SoHyun Bae (born 1967) is an American painter living and working in New York. Her iconography has been described as being shaped by "a history lived from afar, therefore colored by the absence/presence of memory, doubts of otherness, longing, mythologizing and an awareness of archetypal belonging.”

==Education==
SoHyun Bae received a Bachelor of Fine Arts from the Rhode Island School of Design in 1990 having spent her senior year abroad in Rome, Italy in the European Honors Program, a Master of Fine Arts from Boston University in 1994, and a Master of Theological Studies from Harvard Divinity School in 1997.

==Life==
SoHyun Bae was born in Seoul, Korea to Jongwoo Bae, an Editor/Producer of Donga Broadcasting network and Hyunye Cho, an essayist and an author of children’s books. Her father’s protest against censorship by Park Chung-hee’s dictatorial regime was the reason why her family came to the United States. He was a leading figure in the Donga Ilbo Blank Advertisement Incident (Donga Ilbo Baekji Gwang-go Satae). She was eight years old when her family immigrated to the United States.

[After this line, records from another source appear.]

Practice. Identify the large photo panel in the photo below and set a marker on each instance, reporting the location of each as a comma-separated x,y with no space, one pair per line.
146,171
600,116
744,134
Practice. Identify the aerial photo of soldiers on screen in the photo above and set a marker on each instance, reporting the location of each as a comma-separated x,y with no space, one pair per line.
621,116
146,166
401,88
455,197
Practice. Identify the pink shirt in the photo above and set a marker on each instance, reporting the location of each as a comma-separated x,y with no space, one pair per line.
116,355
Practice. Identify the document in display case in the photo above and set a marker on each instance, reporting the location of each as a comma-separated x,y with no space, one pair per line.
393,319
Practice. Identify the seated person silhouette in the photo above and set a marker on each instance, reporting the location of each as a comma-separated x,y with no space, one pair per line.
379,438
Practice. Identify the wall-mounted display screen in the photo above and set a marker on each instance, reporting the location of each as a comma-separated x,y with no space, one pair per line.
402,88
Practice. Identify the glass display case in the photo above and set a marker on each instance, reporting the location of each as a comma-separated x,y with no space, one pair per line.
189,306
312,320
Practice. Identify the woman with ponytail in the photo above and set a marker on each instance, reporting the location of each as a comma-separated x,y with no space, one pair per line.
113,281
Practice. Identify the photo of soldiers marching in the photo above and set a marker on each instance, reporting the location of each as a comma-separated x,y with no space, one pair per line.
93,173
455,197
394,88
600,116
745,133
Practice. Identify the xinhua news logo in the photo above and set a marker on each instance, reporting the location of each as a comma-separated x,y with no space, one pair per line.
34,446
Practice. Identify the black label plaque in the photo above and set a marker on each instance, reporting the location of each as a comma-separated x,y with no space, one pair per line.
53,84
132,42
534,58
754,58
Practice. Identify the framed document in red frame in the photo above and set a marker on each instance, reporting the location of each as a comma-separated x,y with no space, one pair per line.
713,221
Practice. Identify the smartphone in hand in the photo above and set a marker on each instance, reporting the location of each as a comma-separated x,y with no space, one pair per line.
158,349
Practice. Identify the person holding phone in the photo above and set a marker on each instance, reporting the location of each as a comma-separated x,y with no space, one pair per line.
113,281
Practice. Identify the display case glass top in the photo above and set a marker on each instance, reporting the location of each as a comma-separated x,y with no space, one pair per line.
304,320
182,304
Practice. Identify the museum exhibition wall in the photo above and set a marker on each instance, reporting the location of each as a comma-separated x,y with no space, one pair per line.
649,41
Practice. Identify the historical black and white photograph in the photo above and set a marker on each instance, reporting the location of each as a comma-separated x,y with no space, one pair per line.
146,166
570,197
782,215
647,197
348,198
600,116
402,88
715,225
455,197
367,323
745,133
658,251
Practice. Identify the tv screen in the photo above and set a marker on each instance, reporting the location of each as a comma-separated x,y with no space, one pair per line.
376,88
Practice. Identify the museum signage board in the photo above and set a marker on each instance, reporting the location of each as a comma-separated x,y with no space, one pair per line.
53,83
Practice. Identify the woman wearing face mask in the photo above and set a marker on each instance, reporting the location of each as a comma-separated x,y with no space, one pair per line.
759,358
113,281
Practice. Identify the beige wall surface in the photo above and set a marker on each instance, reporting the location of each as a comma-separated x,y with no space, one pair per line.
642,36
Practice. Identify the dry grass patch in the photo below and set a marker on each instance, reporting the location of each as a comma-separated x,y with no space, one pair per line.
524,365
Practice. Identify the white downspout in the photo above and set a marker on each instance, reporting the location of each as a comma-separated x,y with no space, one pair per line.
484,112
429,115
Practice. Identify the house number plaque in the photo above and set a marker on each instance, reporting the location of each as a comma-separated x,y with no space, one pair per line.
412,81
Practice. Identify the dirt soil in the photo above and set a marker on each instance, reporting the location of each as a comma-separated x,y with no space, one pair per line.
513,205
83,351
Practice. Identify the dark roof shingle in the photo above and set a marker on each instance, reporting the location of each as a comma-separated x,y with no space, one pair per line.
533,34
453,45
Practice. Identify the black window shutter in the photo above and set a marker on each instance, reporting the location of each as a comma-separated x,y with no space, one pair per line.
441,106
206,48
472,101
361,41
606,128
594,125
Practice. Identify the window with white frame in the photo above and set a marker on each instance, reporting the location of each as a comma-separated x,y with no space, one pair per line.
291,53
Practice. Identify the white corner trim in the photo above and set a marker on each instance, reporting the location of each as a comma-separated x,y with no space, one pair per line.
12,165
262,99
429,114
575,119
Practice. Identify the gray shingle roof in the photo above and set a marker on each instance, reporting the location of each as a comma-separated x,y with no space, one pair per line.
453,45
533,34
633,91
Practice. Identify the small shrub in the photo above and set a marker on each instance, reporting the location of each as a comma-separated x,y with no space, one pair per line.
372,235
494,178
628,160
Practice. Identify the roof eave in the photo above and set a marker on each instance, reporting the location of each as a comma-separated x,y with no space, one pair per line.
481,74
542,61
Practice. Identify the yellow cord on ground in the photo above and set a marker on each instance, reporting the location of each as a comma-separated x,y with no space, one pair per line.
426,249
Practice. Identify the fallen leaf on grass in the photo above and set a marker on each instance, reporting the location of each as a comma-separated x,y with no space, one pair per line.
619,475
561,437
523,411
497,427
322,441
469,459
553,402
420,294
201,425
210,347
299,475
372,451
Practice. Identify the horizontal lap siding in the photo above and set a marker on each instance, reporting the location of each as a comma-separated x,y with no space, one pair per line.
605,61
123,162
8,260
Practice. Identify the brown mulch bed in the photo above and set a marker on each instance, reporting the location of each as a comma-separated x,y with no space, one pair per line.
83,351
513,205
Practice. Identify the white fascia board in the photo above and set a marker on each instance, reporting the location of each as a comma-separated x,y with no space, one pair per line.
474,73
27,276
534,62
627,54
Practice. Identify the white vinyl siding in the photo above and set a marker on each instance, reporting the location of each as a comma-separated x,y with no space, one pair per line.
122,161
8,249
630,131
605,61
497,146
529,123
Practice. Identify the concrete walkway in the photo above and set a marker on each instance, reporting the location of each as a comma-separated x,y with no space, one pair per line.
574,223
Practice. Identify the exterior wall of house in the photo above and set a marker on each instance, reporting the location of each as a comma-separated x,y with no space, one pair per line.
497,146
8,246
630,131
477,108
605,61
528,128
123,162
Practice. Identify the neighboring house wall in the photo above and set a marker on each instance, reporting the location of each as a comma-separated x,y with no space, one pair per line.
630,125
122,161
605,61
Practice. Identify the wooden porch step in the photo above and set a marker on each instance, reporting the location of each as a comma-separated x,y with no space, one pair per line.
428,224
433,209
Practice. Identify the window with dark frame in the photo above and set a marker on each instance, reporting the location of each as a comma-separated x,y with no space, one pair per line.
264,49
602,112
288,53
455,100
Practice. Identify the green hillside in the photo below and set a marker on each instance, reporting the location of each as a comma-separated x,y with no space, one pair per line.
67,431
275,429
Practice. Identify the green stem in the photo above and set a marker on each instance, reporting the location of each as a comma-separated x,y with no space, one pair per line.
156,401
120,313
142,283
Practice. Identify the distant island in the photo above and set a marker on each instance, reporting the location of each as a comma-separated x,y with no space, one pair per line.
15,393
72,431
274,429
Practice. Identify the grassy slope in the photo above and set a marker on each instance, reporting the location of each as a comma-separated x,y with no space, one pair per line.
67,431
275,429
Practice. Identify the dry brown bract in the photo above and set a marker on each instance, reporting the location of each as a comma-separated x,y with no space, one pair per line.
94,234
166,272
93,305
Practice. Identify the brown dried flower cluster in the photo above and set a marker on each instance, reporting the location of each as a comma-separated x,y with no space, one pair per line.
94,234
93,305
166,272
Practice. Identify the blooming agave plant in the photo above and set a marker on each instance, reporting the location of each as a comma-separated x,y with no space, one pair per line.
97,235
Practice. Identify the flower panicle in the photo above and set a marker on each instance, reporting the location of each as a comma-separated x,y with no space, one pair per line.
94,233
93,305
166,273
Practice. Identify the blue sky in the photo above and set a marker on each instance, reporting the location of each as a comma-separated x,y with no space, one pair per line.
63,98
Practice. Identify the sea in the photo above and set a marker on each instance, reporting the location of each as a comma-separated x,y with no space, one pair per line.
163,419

Early influences were: Pak Tu-jin, a Korean poet; John Walker, a British painter; Elie Wiesel, a writer and Nobel laureate; and Richard Nieburh, Hollis Professor of Divinity at Harvard University.

SoHyun Bae moved to New York in 1997 where she met and worked with: Karel Appel, painter and a founding member of the Cobra Movement; and Esteban Vicente, a first generation Abstract Expressionist. In the years she lived abroad in Bologna, Italy (2003 - 2009), she met and befriended Vasco Bendini, a painter and a founding member of Arte Informale.

==Awards==
SoHyun Bae is the recipient of numerous awards including: The John Simon Guggenheim Memorial Foundation Fellowship, in Fine Arts, Art 2007; The New York Foundation for the Arts, Fellowship in the field of Painting, 2002; The Pollock-Krasner Foundation, Inc. Grant, 2000; a Fellowship at Montalvo Art Center, 2019, a Fellowship at The Corporation of Yaddo, 2000; The National Endowment for the Arts Fellowship in conjunction with Virginia Center for Creative Arts, 1996; and a full scholarship to the Skowhegan School of Painting and Sculpture, 1993.

==Exhibitions==
Her works have been exhibited world wide in numerous galleries, auction houses and museums including the Asian Art Museum of San Francisco; Peabody Museum of Archaeology and Ethnology at Harvard University; Seoul Arts Center Hangaram Museum; Museo Nacional di Visual Artes, Montevideo; Queens Museum, Sotheby’s NY, and Philips de Pury & Luxembourg.